Presiden dan Co-founder Bukalapak Fajrin Rasyid mengungkapkan ada banyak kewajiban yang harus dipenuhi setelah menjadi perusahaan terbuka. Karena itu pihaknya masih menunda untuk melantai ke Bursa Efek Indonesia (BEI).

“Kalau sudah IPO kan harus publish data segala macem, kayaknya ribet,” katanya pada konferensi media Hari Ulang Tahun Bukalapak ke-9 belum lama ini di Jakarta.

Fajrin mengungkapkan keterbukaan tersebut juga dikhawatirkan akan membuat rencana strategis dan inovasinya bocor dan bisa lebih dahulu dilakukan oleh perusahaan teknologi lainnya. Pasalnya, persaingan di industri teknologi sangat mengandalkan kemampuan dan kecepatan berinovasi.

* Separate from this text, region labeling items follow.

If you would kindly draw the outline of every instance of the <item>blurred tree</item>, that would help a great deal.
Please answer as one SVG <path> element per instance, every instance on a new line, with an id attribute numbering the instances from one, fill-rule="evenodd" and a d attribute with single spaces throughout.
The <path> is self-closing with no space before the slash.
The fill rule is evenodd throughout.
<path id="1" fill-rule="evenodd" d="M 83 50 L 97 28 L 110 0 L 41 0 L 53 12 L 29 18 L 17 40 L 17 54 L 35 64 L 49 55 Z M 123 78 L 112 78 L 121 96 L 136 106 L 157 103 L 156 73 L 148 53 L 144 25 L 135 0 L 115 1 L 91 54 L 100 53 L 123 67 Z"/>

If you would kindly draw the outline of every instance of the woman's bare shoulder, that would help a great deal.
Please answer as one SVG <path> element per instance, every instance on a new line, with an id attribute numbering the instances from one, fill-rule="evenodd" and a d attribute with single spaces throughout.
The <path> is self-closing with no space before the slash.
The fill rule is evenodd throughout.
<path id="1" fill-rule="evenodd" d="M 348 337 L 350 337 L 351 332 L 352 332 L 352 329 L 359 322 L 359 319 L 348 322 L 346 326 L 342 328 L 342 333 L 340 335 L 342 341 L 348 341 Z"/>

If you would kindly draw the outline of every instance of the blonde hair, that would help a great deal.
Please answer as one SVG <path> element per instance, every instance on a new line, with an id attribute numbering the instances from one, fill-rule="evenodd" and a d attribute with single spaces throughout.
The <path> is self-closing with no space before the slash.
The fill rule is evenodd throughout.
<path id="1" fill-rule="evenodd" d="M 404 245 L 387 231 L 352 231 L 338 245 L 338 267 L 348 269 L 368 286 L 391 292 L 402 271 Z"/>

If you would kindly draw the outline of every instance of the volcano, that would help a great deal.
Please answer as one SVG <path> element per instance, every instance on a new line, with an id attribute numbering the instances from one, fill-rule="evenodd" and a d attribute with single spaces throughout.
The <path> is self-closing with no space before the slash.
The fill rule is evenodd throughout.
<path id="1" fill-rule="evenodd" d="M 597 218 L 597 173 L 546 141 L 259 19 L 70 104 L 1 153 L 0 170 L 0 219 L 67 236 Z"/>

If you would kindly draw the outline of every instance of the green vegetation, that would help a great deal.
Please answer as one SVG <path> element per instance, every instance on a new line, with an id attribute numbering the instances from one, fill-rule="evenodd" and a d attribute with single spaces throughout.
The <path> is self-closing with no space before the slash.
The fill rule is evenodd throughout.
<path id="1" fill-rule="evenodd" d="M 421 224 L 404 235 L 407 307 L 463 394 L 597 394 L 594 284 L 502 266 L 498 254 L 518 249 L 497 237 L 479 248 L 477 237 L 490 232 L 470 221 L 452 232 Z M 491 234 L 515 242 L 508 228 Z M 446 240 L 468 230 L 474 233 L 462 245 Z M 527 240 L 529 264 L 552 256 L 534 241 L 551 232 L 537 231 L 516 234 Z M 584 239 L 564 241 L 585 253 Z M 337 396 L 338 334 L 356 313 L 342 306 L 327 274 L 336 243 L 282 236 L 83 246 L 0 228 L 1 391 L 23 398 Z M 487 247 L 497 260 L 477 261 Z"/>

Selain itu, dia menyampaikan bagi perusahaan rintisan atau startup untuk mendapatkan dana tidak harus melalui IPO, tetapi bisa dilakukan melalui pendanaan privat, obligasi, dan lainnya.

Fajrin berharap ada relaksasi terkait kewajiban yang harus dilakukan bagi perusahaan rintisan setelah melaksanakan penawaran saham perdana.

Baca juga :   Scoop Bertransformasi Jadi Gramedia Digital

“Belum ada rencana konkret lah [terkait IPO] dalam waktu dekat ini, kami masih mempelajari berbagai kemungkinannya,” imbuhnya.

Sebelumnya, perusahaan rintisan di Indonesia yang telah menempuh jalur IPO yaitu Kios On, MCash, dan Passpod.